The Mo steals our energy for our chem. reactions and we don’t have the juice to get full temp during some periods of burn time.  Not having air, not having energy/temp.  These are the things as wood burners we control, and so we talk about them the greatest amount.

We control these with our stacks, inducers, fuels type, mo content, and additives.
When we are talking about gasifiers we are indirectly manipulating how and when our wood gas is released.  


Idea three is something I have never seen talked a great deal about.  How to reclaim this gas; Prevent wood cooking in times of little need.  How to preserve heat in the firebox to keep high temps for long periods so rapid gasification can be re-achieved.

I think that these issue are going to be the most elusive when discussing modulating.  Unfortunately.  I only know 3 people have seen these in action.  All say it is different.  But, none can tell in great detail why.


----------



## Bob Rohr (Feb 2, 2008)

I know the gas boiler modulation folks struggle with ideal operating efficiencies across the modulation range.  i had a good chat with the EBM Papst folks at AHR.  www.ebmpapst.com They make most of the variable speed motors and control boards for mod con boilers.  They recently bought a control company and are planning on the next generation of motors and control.
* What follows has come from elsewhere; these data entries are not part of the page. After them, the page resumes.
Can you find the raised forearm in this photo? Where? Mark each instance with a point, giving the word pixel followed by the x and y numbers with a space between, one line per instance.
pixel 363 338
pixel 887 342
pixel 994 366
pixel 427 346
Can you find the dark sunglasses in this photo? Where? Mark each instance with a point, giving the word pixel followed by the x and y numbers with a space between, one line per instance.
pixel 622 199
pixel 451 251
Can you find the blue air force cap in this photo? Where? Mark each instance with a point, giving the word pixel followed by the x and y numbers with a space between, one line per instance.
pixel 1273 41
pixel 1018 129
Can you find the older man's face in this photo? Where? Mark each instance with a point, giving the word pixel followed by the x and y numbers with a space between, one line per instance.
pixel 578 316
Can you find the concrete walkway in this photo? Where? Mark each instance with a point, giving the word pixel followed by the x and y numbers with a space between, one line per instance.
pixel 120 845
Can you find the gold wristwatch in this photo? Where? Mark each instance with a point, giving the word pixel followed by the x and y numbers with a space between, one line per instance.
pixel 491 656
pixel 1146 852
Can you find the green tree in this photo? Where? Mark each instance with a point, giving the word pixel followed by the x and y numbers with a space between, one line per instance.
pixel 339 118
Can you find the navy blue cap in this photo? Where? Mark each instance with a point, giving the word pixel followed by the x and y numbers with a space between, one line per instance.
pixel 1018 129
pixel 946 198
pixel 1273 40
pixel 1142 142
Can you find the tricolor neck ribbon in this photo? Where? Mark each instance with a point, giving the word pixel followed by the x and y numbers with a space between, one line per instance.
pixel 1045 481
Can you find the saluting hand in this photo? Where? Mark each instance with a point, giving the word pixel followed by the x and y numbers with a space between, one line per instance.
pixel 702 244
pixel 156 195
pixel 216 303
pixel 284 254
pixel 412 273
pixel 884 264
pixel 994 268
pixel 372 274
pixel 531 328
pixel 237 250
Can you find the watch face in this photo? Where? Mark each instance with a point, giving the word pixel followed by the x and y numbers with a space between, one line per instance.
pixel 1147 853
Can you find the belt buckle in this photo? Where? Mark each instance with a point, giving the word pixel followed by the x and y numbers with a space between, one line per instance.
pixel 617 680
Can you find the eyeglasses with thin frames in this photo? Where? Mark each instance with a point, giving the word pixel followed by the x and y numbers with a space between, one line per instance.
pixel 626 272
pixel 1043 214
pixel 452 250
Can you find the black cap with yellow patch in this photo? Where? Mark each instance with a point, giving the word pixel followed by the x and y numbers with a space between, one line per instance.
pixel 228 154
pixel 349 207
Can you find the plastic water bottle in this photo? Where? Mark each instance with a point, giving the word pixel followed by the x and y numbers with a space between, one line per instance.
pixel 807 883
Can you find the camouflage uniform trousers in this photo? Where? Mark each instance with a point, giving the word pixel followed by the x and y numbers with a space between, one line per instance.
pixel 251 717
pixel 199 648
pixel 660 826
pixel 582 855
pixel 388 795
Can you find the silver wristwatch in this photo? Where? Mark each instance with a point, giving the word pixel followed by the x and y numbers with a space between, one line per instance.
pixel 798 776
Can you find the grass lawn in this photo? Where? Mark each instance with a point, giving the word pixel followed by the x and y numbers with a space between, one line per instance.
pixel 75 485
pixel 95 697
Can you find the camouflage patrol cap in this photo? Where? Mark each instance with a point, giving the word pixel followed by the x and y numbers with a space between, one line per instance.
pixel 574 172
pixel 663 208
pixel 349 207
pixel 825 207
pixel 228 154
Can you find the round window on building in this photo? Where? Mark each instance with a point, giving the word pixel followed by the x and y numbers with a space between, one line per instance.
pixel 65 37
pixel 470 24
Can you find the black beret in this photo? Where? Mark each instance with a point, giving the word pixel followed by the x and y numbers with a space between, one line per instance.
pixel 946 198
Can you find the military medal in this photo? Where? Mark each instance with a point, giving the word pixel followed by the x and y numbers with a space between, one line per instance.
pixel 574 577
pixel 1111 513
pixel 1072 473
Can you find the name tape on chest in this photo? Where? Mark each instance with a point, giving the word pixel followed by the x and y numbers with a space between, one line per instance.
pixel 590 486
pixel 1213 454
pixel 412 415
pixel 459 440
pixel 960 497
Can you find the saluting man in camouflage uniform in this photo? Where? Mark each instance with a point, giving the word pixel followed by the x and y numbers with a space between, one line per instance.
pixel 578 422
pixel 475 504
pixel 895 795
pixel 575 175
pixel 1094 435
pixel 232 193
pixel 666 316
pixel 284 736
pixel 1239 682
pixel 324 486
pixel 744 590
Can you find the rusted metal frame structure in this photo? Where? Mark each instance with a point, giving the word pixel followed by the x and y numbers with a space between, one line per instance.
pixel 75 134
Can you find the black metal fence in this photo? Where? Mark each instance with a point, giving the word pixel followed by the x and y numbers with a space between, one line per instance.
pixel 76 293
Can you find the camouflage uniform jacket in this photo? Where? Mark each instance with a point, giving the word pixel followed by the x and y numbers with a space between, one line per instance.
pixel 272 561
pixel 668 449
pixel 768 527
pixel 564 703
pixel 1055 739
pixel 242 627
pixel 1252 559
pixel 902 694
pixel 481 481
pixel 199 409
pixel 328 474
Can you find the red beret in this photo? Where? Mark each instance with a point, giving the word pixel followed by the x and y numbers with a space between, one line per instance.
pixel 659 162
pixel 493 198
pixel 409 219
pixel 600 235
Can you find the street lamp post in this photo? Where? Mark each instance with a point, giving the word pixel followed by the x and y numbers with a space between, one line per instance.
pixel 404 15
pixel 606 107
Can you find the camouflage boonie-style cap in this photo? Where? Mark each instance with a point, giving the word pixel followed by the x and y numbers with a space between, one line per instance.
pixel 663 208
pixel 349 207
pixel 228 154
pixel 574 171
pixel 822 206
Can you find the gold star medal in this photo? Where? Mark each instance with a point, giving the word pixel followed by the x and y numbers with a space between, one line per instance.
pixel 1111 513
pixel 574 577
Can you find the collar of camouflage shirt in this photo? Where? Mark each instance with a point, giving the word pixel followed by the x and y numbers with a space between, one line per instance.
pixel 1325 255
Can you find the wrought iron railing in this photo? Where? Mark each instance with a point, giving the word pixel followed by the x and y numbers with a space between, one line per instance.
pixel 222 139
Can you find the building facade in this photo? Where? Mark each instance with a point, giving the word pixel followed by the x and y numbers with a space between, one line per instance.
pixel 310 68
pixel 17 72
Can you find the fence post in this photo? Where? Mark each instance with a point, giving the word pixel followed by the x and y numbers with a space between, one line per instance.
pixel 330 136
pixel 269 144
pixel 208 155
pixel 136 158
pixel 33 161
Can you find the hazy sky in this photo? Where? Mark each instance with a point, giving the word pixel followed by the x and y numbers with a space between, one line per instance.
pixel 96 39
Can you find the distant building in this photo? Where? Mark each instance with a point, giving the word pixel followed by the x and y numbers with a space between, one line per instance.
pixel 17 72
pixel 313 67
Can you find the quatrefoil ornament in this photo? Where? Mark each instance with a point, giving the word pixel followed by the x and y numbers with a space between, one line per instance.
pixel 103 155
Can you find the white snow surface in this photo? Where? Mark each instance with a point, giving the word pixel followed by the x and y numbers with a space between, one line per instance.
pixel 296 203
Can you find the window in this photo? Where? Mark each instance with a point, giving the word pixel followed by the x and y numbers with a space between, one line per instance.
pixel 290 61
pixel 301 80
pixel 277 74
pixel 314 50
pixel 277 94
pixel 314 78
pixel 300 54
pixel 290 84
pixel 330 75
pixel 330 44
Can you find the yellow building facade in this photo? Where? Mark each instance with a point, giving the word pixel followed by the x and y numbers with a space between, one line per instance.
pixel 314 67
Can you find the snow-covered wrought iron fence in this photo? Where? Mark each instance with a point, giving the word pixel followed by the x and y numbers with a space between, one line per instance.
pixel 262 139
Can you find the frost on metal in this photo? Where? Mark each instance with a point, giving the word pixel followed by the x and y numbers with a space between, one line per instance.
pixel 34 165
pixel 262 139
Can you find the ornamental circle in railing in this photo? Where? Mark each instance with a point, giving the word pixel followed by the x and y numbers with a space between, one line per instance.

The trick is the unknown and ever changing calorific content of the fuel we get.  as more and more imported NG is blended the BTU content is all over the place.

Theri new system is called LambdaConstant System, detects combustion quality and adjust accordingly.  barometric pressure, wind effects, length of the flue, all have an effect on combustion.

Sounds like a lot of technology to get the ideal combustion with a fairly stable fuel like gas or LP.  I imagine wood fired combustion would be VERY hard to get a handle on.

Time and money, I suppose.  i can't imagine what the cost or complexity of this techonology would be. Ii wonder that it would be sell-able on a wood fired piece of equipment even if it could be made to perform reliably.

 hr


----------



## heaterman (Feb 2, 2008)

Simple question/simple answer

Think about your truck and how you drive down the road. Do you get somewhere by flooring the go pedal, getting up to high speed and then coasting with the key off, or do you "modulate" the gas to maintain a consistent speed?  Which is the most fuel efficient way to get from point A to point B?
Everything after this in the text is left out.